1. Binarizing, Bucketing & Encoding
This video will cover the basics of Binarizing, Bucketing & Encoding in Pyspark with spark ml transformers. These methods are great ways to get the most out of your features.
2. Binarizing
Binarization of data is a is a helpful way to collapse some nuance in your model to just a yes/no. Homeowners often use yes/no filters to narrow their search for homes. For example, they may only consider homes that have a fireplace but may not care about how many fireplaces as long as its more than 1.
Binarization takes values below or equal to a threshold and replaces them by 0, values above it by 1.
3. Binarizing
For this example, we will leverage the spark ml feature transformer Binarizer. Introduction to Pyspark, showcased transformers in detail so we'll spend time just using them. After importing Binarizer we need to make sure the column we want to apply it to is of type double. We need to create a transformation called bin with the Binarizer class, setting the threshold to 0, so anything over 0 will be converted to 1, then set our input Col to FIREPLACES and output to FireplaceT. To apply the transformation we apply transform with our dataframe.

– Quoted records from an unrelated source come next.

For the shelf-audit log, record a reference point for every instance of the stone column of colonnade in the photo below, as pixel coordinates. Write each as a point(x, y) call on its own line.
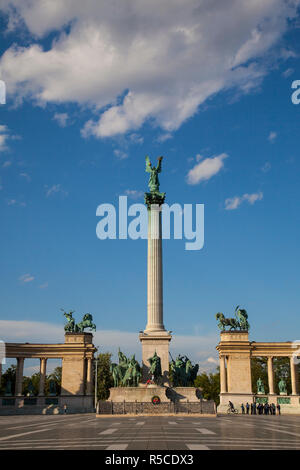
point(271, 376)
point(43, 363)
point(19, 376)
point(223, 375)
point(154, 272)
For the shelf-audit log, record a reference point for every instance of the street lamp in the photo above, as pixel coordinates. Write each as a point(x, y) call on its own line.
point(96, 379)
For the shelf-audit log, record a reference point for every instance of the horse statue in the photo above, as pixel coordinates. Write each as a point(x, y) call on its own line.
point(191, 372)
point(183, 371)
point(116, 373)
point(70, 326)
point(86, 322)
point(132, 374)
point(155, 367)
point(223, 322)
point(127, 373)
point(242, 317)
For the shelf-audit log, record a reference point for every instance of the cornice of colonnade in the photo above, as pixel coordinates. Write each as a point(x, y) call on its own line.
point(256, 349)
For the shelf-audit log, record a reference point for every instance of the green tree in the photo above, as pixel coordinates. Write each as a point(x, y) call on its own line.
point(35, 380)
point(104, 376)
point(209, 385)
point(56, 377)
point(281, 366)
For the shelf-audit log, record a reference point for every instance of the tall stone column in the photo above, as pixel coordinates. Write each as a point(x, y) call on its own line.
point(89, 377)
point(294, 376)
point(43, 363)
point(154, 272)
point(19, 376)
point(155, 338)
point(271, 376)
point(223, 375)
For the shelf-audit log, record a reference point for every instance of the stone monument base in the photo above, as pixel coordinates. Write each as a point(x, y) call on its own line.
point(145, 393)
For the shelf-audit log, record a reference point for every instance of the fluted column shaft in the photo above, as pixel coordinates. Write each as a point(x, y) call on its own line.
point(43, 363)
point(294, 376)
point(19, 376)
point(223, 375)
point(89, 377)
point(154, 272)
point(271, 376)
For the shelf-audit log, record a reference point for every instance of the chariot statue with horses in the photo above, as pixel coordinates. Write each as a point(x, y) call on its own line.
point(72, 327)
point(239, 322)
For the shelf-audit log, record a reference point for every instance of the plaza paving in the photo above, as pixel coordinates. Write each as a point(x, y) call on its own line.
point(149, 432)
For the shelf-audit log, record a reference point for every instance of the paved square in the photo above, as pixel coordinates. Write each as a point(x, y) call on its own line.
point(149, 432)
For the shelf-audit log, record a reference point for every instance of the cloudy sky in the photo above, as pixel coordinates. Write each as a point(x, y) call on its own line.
point(94, 86)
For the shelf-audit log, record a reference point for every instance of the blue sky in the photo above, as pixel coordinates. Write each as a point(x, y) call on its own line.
point(89, 94)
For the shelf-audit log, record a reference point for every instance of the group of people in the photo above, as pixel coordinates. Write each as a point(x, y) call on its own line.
point(260, 409)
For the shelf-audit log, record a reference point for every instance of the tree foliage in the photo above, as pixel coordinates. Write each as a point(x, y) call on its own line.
point(104, 376)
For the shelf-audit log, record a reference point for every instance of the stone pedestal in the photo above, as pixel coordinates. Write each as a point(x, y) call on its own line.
point(144, 394)
point(235, 347)
point(160, 344)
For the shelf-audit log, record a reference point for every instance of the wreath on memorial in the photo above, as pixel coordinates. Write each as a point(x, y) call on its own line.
point(155, 400)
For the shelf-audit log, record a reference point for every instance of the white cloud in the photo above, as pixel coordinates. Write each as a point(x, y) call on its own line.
point(14, 202)
point(136, 138)
point(4, 136)
point(143, 60)
point(272, 136)
point(54, 189)
point(26, 176)
point(26, 278)
point(120, 154)
point(266, 167)
point(44, 286)
point(206, 168)
point(163, 137)
point(61, 118)
point(288, 72)
point(197, 348)
point(234, 202)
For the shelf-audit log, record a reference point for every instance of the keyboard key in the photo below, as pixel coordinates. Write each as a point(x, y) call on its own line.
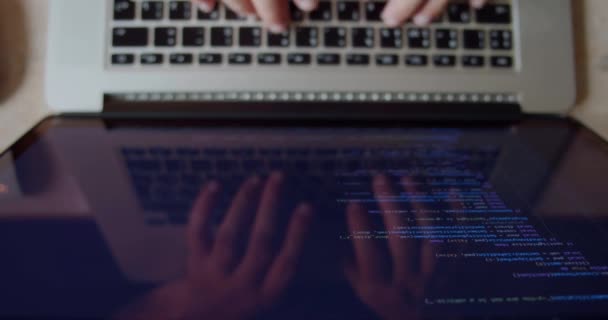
point(323, 12)
point(269, 58)
point(210, 58)
point(474, 39)
point(494, 13)
point(151, 58)
point(221, 36)
point(278, 39)
point(326, 59)
point(363, 37)
point(335, 37)
point(354, 59)
point(298, 58)
point(152, 10)
point(459, 13)
point(387, 59)
point(348, 11)
point(419, 38)
point(231, 15)
point(130, 37)
point(180, 58)
point(373, 10)
point(307, 37)
point(501, 39)
point(193, 36)
point(444, 60)
point(446, 38)
point(250, 36)
point(239, 58)
point(473, 61)
point(123, 59)
point(213, 15)
point(124, 10)
point(502, 62)
point(180, 10)
point(416, 60)
point(391, 38)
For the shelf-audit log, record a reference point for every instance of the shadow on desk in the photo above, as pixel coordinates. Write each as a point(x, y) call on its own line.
point(13, 47)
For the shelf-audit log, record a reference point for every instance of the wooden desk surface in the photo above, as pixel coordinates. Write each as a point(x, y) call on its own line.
point(23, 26)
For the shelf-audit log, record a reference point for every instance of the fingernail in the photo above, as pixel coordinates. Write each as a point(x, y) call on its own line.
point(422, 20)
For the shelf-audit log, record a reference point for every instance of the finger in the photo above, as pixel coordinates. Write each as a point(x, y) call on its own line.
point(286, 263)
point(432, 9)
point(397, 11)
point(260, 250)
point(200, 219)
point(307, 5)
point(402, 250)
point(206, 5)
point(368, 258)
point(274, 13)
point(242, 7)
point(239, 216)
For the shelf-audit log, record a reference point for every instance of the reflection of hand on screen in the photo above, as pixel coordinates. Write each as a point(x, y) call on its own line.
point(392, 285)
point(237, 273)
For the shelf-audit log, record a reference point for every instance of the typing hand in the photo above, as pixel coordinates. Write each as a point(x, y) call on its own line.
point(241, 270)
point(390, 284)
point(275, 13)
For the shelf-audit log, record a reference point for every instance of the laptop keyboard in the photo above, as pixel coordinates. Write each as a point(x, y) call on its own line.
point(157, 33)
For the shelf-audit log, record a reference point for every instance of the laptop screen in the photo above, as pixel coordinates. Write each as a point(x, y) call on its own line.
point(193, 219)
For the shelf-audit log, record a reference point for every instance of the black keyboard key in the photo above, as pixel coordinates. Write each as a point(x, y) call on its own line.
point(130, 37)
point(212, 15)
point(349, 11)
point(328, 59)
point(295, 12)
point(298, 58)
point(387, 59)
point(180, 10)
point(210, 58)
point(165, 37)
point(373, 10)
point(269, 58)
point(494, 13)
point(446, 38)
point(250, 36)
point(123, 59)
point(416, 60)
point(278, 39)
point(124, 9)
point(323, 12)
point(307, 37)
point(502, 61)
point(193, 36)
point(355, 59)
point(444, 60)
point(363, 37)
point(473, 61)
point(180, 58)
point(221, 36)
point(459, 13)
point(419, 38)
point(151, 58)
point(152, 10)
point(335, 37)
point(239, 58)
point(501, 39)
point(231, 15)
point(391, 38)
point(474, 39)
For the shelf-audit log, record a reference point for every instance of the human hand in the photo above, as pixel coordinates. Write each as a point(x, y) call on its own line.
point(275, 13)
point(392, 285)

We can see the transformation worked as expected below.
4. Bucketing
If you are a homeowner you might want to know that a house has 1, 2, 3 or more bathrooms. But once you hit a certain point you don't really care whether the house has 7 or 8 bathrooms. Bucketing, also known as binning, is a way to create ordinal variables.
Like the binarizer, we will import Bucketizer. Then we need to define our splits for buckets of values. We want 0 to 1, mapped to 1, greater than 1 to 2, mapped to 2, greater 2 to 3, mapped to 3 and lastly anything more than 4 to mapped to 4 by using the infinity value float INF for the upper bound. Then we can create the transformer buck with our splits, the input column, and the output column. We can then apply the transformer to our dataframe with transform As you can see the transformation created buckets for our values correctly.
5. One Hot Encoding
Some algorithms cannot handle categorical data like the text field 'City', and it must be converted to a numeric format like the ones to the right to be evaluated correctly. One method to handle this is called One-Hot encoding where you pivot each categorical value into a True/False column of its own. Keep in mind for columns with a lot of different values this can create potentially hundreds or thousands of new columns!

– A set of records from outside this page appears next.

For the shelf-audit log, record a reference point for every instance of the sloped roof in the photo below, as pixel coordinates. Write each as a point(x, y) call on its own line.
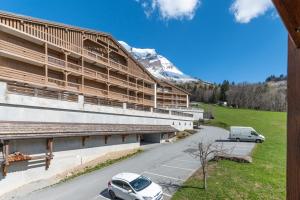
point(76, 28)
point(173, 85)
point(21, 130)
point(289, 10)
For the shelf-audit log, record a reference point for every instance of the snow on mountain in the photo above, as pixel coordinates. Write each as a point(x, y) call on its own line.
point(157, 65)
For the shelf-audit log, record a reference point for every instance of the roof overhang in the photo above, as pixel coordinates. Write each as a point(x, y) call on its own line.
point(289, 10)
point(32, 130)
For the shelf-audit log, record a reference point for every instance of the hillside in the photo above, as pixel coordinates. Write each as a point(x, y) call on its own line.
point(158, 65)
point(262, 179)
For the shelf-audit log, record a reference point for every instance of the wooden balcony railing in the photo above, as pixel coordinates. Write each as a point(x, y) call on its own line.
point(74, 67)
point(118, 81)
point(95, 91)
point(149, 90)
point(94, 74)
point(56, 41)
point(57, 83)
point(20, 51)
point(148, 102)
point(56, 62)
point(118, 96)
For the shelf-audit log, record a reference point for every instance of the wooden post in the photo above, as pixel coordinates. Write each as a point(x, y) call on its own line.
point(49, 154)
point(106, 138)
point(5, 154)
point(83, 139)
point(293, 128)
point(46, 62)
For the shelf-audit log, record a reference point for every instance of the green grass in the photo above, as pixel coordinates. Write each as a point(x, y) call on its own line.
point(262, 179)
point(87, 170)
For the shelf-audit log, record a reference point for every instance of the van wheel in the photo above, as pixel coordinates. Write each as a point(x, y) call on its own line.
point(112, 194)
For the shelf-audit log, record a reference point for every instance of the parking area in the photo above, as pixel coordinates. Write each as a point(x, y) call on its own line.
point(167, 164)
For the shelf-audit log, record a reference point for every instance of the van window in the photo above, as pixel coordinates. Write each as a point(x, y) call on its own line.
point(254, 133)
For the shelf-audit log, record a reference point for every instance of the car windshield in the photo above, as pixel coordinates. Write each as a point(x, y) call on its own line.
point(140, 183)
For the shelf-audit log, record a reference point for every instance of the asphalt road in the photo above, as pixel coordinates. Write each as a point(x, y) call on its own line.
point(169, 165)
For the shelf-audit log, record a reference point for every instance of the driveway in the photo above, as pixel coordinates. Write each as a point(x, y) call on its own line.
point(169, 165)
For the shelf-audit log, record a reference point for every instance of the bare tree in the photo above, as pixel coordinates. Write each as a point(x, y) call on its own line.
point(206, 152)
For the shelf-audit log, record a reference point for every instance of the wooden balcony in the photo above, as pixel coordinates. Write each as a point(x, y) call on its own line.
point(118, 81)
point(148, 102)
point(149, 90)
point(57, 43)
point(21, 52)
point(95, 74)
point(95, 91)
point(16, 75)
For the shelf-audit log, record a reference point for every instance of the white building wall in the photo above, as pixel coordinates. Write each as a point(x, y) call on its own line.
point(14, 107)
point(68, 154)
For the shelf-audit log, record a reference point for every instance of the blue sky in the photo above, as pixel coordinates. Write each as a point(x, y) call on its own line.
point(204, 38)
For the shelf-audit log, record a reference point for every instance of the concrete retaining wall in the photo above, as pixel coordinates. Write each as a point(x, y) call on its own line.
point(14, 107)
point(68, 153)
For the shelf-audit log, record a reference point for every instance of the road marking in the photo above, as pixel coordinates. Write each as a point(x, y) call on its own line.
point(178, 168)
point(190, 161)
point(169, 177)
point(168, 195)
point(101, 197)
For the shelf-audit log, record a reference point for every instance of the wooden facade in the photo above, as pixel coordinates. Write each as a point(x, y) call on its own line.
point(170, 96)
point(289, 10)
point(56, 57)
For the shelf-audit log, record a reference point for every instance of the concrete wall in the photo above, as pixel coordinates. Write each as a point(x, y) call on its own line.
point(197, 113)
point(151, 138)
point(14, 107)
point(68, 153)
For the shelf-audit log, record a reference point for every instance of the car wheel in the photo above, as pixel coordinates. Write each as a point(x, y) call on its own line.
point(112, 195)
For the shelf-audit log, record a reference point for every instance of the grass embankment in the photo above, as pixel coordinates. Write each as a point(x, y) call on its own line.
point(262, 179)
point(98, 166)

6. One Hot Encoding the PySpark Way
To apply OneHotEncoder transformer we will need to do it in two steps. First, we will need the stringIndexer transformer. The StringIndexer takes a string in and maps each word to a number. Then we can use the fit and transform methods perform the mapping and transform strings to numbers.

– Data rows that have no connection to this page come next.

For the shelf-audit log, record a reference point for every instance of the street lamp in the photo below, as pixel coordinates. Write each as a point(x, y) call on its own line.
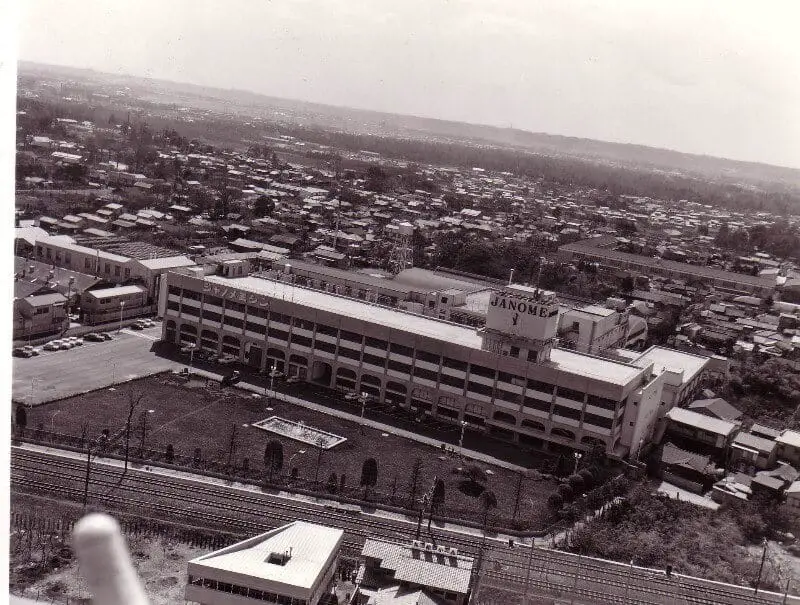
point(144, 431)
point(461, 438)
point(578, 457)
point(121, 307)
point(52, 420)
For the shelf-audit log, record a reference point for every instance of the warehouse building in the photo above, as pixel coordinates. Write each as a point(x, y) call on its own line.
point(506, 378)
point(292, 565)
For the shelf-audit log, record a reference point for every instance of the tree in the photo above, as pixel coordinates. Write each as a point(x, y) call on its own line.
point(414, 482)
point(566, 492)
point(369, 475)
point(488, 501)
point(475, 473)
point(555, 502)
point(576, 483)
point(332, 483)
point(263, 206)
point(588, 478)
point(273, 457)
point(437, 499)
point(22, 417)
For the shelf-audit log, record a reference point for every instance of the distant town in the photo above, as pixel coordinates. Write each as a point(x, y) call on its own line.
point(303, 372)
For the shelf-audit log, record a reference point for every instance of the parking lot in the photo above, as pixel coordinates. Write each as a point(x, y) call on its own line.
point(94, 365)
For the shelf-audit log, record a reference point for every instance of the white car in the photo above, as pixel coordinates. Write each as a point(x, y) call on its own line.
point(53, 345)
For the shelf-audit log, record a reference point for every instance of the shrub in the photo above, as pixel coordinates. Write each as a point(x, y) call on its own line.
point(555, 502)
point(576, 483)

7. One Hot Encoding the PySpark Way
Now we can apply the OneHotEncoder transformer on our indexed city values and output all the encoded indexes to a single column of type vector which is more efficient than storing them all individual columns. Another thing to note is that the last category is not included by default because it is linearly dependent on the other columns and not is needed.
8. Get Transforming!
In this video, we learned how to group values together as well as how to convert categorical values to numeric. You will apply these transformers in the following examples, good luck!